For information on next years ride you can check here: https://www.azaleacitycyclists.com

Rides were 29, 49, 75 and 107 miles. The course was well marked and the start was reasonably close to published time. There was a great bbq chicken dinner after the ride, too. I have no other rides to compare it to but all in all it seemed very well done. The sheriff's office was there to get us through traffic and the Valdosta Amateur Radio Club helped with commuications. Of course, there were city employees at various points along the way who were always cheerful and helpful.

This was my first participation in an organized bike ride or even riding with a group since I usually ride alone. I couldn't believe how effective drafting is! At the beginning of the ride there was a group of riders ahead of me and I was having trouble keeping up. Once I got within 5-6 feet of one of the riders I suddenly found myself having to use my brakes to keep from getting too close. Pedaling was much easier.
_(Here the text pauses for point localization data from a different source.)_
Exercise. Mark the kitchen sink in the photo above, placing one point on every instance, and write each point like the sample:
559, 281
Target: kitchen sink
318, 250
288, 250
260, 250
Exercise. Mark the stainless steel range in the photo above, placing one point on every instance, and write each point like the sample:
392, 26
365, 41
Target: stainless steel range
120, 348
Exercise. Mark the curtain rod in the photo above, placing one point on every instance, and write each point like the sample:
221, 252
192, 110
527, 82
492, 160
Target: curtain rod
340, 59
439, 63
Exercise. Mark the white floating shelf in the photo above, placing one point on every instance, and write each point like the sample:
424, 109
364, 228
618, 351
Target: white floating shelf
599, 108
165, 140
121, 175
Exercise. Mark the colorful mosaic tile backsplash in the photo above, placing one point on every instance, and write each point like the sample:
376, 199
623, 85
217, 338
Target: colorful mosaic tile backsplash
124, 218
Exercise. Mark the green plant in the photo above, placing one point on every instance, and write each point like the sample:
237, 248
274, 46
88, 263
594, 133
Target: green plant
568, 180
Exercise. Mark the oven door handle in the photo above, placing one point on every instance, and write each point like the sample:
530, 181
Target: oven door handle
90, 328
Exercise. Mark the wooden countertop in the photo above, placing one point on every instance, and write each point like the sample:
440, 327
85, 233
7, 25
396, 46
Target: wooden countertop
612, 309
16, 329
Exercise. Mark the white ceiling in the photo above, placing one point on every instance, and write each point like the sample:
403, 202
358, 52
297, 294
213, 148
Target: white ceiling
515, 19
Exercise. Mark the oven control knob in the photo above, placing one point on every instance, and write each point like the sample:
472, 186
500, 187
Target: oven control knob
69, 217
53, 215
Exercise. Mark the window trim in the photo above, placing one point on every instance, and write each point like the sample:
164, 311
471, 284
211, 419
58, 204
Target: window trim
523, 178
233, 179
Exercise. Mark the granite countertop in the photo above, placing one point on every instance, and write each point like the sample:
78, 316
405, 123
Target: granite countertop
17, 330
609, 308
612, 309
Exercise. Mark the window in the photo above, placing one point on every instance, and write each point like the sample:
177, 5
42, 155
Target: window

I've ridden 32 miles with not much of a problem (as you can tell I new at this). While it wasn't that bad physically my butt didn't want anymore. I wisely chose to do the 29 miler since this was my first organized ride and I had a pretty bad chest cold. Glad I did. I was trashed later that day. The cold really did me in.

The SAGs were pretty good but could have used more cups. Most people just refilled their bottles anyway.

The first picture is the start and the second is one of the SAGs.



















MB


----------



## kayakado (Aug 23, 2004)

I did this ride last year and really enjoyed it. It sounds like this year was even better! Thanks for the pictures and ride report.


----------